17 março 2019

Abrindo o capítulo de Paris

O Fouquet's não era, de todo, o meu restaurante favorito em Paris, podendo escolher, prefiro o Café de la Paix ou o Chez Julien, isto para não citar aqui o incitável Au Pied de Cochon, essa casa de desgraça que jamais admitirei ser um dos meus altares da cozinha quando tenho que fazer em Paris, mas caramba, quando os Coletes resolvem destruir um dos mais bonitos restaurantes da segunda cidade mais bonita do mundo, como poderemos continuar a apoiar a sua causa, seja lá ela qual for?

16 março 2019

Fechando o capítulo da Índia

Muitos dias depois de regressar, eu que sempre soube que as coisas são como são, desconfio das memórias e questiono se foi como as recordo que as coisas se terão realmente passado, Forster escrevia que "nada na Índia é identificável, e o simples facto de querer identificar alguma coisa provoca o seu desaparecimento ou a sua transformação em algo diferente", é precisamente assim, talvez o colchão do ashram não fosse tão duro, talvez o perfume do incenso na cerimónia do Aarti não fosse assim tão intenso, talvez a estremecimento ao tocar as águas do Ganges não fosse assim tão forte, talvez o deslumbre de caminhar nos Himalaias não fosse assim tão mágico, talvez o frio em Leh não fosse assim tanto, talvez a comida não fosse assim tão picante, talvez as pessoas no comboio não fossem assim tantas, talvez.

14 março 2019

Depois da Índia

Depois da Índia quis tomar café, sei de um lugar onde o processo é perfeito, os grãos foram cuidadosamente escolhidos por mãos sábias, a torra foi feita com a tranquilidade dos que sabem esperar, a água tem a mineralização perfeita e a pressão da máquina foi regulada por quem sabe do assunto.
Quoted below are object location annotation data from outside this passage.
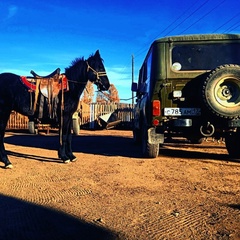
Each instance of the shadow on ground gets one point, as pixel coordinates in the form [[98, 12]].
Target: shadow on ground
[[20, 220], [110, 145]]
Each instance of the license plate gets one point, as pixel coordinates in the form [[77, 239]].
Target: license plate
[[182, 111]]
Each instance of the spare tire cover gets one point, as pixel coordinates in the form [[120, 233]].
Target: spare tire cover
[[221, 91]]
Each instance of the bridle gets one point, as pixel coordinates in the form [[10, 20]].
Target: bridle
[[98, 74]]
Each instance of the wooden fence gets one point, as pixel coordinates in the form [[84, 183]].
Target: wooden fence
[[17, 121], [89, 115]]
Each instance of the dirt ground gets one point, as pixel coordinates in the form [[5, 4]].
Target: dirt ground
[[188, 192]]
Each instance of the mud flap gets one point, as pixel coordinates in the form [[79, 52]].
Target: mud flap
[[155, 138]]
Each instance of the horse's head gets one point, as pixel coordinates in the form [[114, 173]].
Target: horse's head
[[96, 72]]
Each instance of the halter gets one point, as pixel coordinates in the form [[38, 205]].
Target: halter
[[98, 74]]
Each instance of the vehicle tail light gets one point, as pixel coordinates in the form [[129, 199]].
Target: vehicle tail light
[[156, 108]]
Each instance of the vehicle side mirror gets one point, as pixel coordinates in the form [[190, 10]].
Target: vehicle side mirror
[[134, 87]]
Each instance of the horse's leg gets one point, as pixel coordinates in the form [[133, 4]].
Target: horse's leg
[[69, 145], [3, 154], [63, 137]]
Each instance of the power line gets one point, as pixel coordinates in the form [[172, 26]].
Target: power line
[[232, 27], [203, 16], [226, 23], [146, 46], [188, 16]]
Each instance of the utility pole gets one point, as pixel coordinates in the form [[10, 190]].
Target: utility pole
[[132, 78]]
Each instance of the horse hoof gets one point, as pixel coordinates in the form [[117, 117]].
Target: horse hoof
[[9, 166]]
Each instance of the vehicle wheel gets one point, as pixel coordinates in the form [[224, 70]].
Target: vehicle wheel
[[31, 127], [221, 91], [196, 140], [232, 142], [76, 126], [148, 150], [136, 136]]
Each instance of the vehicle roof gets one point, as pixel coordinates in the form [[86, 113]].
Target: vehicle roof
[[198, 37]]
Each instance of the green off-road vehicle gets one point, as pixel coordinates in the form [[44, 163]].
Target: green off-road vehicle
[[189, 86]]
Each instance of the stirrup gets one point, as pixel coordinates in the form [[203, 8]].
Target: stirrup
[[51, 75]]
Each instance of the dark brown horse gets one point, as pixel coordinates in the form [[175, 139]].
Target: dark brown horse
[[14, 95]]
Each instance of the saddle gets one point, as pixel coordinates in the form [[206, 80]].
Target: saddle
[[49, 86]]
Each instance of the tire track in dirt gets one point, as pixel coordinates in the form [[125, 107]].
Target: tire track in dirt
[[177, 224], [45, 193]]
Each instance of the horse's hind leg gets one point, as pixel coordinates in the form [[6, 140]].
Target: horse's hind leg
[[3, 154]]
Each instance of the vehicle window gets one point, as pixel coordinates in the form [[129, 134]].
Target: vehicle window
[[204, 56]]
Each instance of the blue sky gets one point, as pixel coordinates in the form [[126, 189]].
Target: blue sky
[[43, 35]]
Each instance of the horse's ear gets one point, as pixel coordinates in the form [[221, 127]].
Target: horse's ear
[[97, 53]]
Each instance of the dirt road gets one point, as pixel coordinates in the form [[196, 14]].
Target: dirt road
[[188, 192]]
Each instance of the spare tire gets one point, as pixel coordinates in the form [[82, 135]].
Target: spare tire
[[221, 91]]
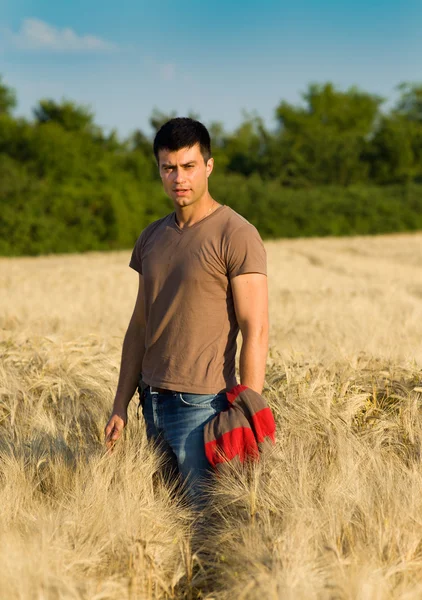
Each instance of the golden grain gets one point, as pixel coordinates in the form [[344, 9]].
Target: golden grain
[[334, 510]]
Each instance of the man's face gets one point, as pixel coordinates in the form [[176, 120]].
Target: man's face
[[184, 174]]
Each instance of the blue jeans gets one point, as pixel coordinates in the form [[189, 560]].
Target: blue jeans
[[176, 422]]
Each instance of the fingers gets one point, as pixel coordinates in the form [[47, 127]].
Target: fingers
[[112, 431]]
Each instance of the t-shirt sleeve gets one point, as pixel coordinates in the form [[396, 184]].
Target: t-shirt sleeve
[[136, 258], [246, 252]]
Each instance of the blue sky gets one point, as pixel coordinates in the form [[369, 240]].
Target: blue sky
[[214, 58]]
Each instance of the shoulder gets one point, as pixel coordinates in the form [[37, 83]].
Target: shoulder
[[235, 225], [153, 229]]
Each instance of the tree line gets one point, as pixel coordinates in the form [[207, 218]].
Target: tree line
[[336, 164]]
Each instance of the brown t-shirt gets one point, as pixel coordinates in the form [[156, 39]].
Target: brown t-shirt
[[191, 325]]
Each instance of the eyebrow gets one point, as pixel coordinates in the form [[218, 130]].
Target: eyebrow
[[190, 162]]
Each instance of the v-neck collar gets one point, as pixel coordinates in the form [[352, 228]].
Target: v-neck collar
[[181, 230]]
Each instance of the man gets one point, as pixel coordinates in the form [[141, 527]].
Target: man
[[202, 276]]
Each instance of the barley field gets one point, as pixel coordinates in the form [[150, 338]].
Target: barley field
[[334, 511]]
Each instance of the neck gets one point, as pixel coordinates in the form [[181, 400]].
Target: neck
[[189, 215]]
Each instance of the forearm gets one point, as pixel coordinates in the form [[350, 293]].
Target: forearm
[[130, 367], [253, 358]]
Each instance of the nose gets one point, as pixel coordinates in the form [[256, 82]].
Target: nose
[[178, 175]]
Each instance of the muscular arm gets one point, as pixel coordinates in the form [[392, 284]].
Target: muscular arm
[[250, 295], [130, 367]]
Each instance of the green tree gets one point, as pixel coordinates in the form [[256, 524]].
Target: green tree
[[324, 141]]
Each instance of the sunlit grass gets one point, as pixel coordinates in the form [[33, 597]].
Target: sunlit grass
[[334, 510]]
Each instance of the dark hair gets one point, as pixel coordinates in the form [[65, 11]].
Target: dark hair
[[182, 132]]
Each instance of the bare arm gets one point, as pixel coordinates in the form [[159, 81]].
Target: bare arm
[[250, 295], [130, 367]]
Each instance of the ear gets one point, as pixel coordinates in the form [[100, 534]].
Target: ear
[[210, 166]]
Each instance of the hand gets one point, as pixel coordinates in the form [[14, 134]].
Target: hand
[[114, 428]]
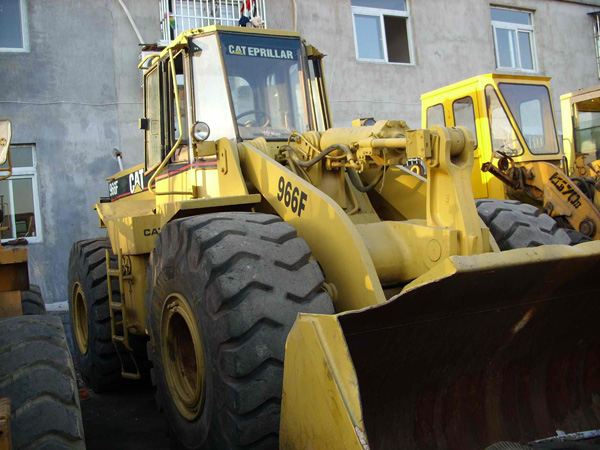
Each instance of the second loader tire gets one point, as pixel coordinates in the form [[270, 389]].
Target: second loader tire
[[32, 301], [224, 290], [36, 373], [99, 363], [519, 225]]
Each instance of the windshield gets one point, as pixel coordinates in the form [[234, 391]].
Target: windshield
[[531, 108], [587, 126], [266, 81]]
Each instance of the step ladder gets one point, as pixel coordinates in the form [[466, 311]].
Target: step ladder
[[120, 340]]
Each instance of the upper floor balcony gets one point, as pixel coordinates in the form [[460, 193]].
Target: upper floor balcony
[[180, 15]]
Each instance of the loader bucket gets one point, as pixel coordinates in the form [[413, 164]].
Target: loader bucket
[[487, 348]]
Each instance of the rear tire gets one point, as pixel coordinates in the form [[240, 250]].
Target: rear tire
[[32, 301], [36, 373], [95, 353], [519, 225], [244, 277]]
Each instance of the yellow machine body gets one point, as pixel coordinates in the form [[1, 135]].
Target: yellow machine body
[[580, 113], [513, 120], [438, 339]]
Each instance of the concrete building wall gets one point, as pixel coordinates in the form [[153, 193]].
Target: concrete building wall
[[76, 96], [451, 41]]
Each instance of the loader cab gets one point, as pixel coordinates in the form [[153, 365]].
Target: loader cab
[[580, 113], [243, 83], [510, 114]]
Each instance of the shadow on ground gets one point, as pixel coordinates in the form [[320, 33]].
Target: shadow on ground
[[126, 419]]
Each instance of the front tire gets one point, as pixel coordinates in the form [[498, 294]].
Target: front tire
[[224, 292], [519, 225], [36, 373]]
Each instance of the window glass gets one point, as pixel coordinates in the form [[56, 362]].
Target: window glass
[[396, 35], [6, 206], [398, 5], [274, 100], [510, 15], [587, 132], [152, 106], [11, 33], [317, 100], [382, 30], [18, 197], [513, 39], [532, 110], [525, 50], [368, 36], [21, 156], [504, 138], [182, 153], [464, 115], [211, 96], [435, 116], [23, 207], [505, 47]]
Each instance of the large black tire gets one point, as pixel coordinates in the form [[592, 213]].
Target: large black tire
[[32, 301], [36, 373], [519, 225], [246, 276], [99, 365]]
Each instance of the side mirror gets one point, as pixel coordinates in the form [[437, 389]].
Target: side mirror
[[5, 135]]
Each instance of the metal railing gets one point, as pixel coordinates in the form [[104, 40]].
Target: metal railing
[[180, 15]]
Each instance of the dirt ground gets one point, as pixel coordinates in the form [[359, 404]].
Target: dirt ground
[[126, 420]]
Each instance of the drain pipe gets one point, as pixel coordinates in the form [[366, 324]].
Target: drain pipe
[[137, 32]]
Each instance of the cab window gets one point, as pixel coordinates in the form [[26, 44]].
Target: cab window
[[182, 152], [152, 103], [464, 115], [435, 116], [504, 138]]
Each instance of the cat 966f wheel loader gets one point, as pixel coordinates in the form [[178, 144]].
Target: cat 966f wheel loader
[[302, 290]]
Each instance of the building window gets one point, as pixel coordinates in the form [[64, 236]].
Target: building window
[[596, 17], [382, 30], [13, 26], [513, 39], [19, 196]]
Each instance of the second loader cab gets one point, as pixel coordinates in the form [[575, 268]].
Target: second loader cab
[[517, 152]]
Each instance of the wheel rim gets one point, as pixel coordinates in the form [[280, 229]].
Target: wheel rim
[[80, 321], [183, 356]]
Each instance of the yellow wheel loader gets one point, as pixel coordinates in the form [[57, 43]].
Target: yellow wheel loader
[[299, 289], [580, 113], [512, 120], [39, 400]]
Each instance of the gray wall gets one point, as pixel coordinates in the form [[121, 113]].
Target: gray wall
[[76, 96], [452, 40]]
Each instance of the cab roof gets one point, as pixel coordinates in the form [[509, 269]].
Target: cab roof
[[486, 78], [183, 38]]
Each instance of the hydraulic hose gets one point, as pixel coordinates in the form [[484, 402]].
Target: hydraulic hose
[[358, 184], [299, 162]]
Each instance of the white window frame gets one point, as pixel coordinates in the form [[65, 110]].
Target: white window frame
[[26, 173], [516, 27], [378, 12], [24, 32]]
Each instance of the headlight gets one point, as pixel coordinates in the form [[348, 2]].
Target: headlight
[[200, 131]]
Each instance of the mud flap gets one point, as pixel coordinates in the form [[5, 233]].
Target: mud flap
[[487, 348]]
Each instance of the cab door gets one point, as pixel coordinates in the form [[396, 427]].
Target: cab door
[[462, 112]]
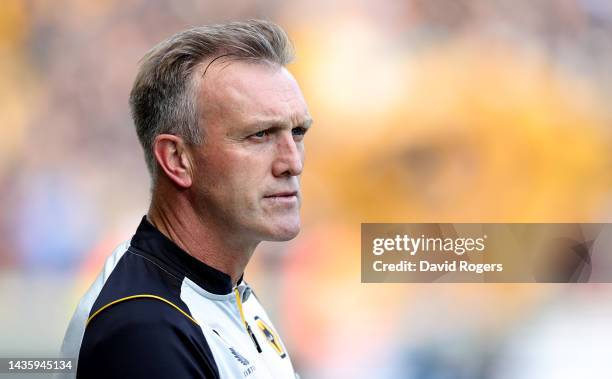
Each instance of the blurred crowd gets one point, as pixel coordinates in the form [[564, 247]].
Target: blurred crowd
[[425, 111]]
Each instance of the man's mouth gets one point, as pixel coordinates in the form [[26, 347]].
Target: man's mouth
[[285, 197], [283, 194]]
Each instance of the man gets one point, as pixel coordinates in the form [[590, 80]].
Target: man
[[222, 123]]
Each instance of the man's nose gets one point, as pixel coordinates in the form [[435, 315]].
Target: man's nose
[[289, 160]]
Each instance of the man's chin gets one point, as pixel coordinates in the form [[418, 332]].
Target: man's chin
[[284, 231]]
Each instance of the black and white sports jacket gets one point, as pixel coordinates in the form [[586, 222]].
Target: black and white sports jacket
[[157, 312]]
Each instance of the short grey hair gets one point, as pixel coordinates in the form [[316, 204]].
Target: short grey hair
[[163, 99]]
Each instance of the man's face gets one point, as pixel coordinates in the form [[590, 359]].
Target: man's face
[[246, 175]]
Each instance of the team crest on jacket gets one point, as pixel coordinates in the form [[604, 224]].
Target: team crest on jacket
[[239, 357], [271, 337]]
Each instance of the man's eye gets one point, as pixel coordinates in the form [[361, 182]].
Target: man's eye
[[260, 134], [299, 131]]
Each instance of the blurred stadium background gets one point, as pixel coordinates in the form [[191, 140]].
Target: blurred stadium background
[[425, 110]]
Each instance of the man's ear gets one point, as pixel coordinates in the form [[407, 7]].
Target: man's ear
[[172, 156]]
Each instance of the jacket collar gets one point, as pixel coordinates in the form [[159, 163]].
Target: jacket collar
[[152, 242]]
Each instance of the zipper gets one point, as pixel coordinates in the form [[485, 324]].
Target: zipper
[[247, 327]]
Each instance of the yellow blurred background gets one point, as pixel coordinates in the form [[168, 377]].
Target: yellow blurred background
[[425, 111]]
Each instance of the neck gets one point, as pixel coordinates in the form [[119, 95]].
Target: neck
[[175, 217]]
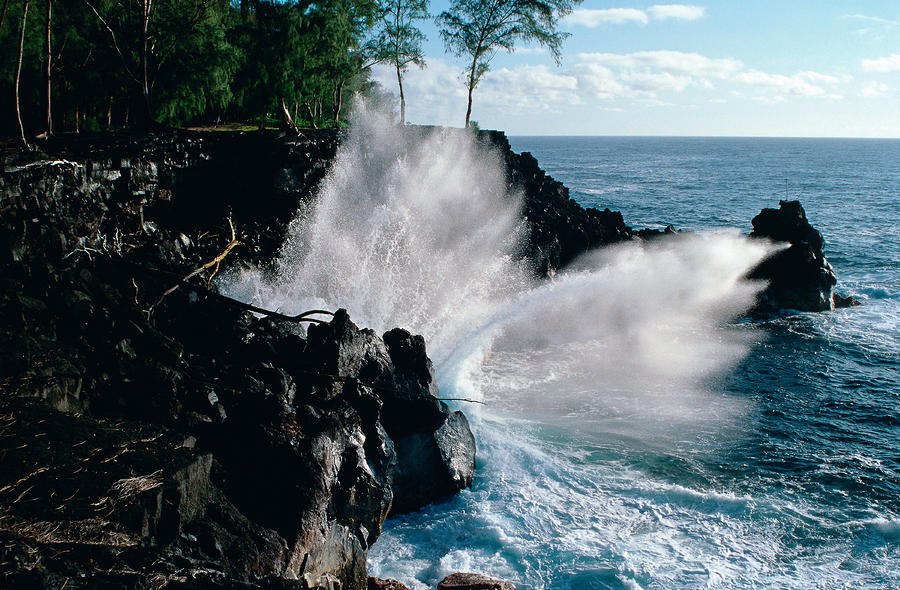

A chávena era das que não tira perfeição ao momento e o silêncio do homem que tira o café estava alinhado com o momento sagrado que é aquele em que as primeiras gotas começam a cair, primeiro um pequeno fio da poção mágica, libertando os primeiros odores, depois uma porção mais generosa que só se interrompe com o último toque de arte, quando o homem que comanda a máquina interrompe o fluxo, de forma a que a chávena contenha a quantidade exacta, nem uma gota a mais nem a uma gota a menos. Finalmente o homem da máquina estende-me a chávena, uma espécie de ritual sagrado, ambos respeitamos a solenidade do momento, o homem sabendo que me entrega uma preciosidade, eu em silêncio, agradecendo com um ligeiro aceno, finalmente o momento de aspirar o aroma, em atenção plena, antes de chegar a chávena aos lábios, sentindo o aveludado da espuma cimeira, a temperatura certa, só eu e o meu café, reencontrados depois de um mês de espera, um momento de prazer absoluto e magnífico, tudo isto por sessenta e cinco cêntimos de euro.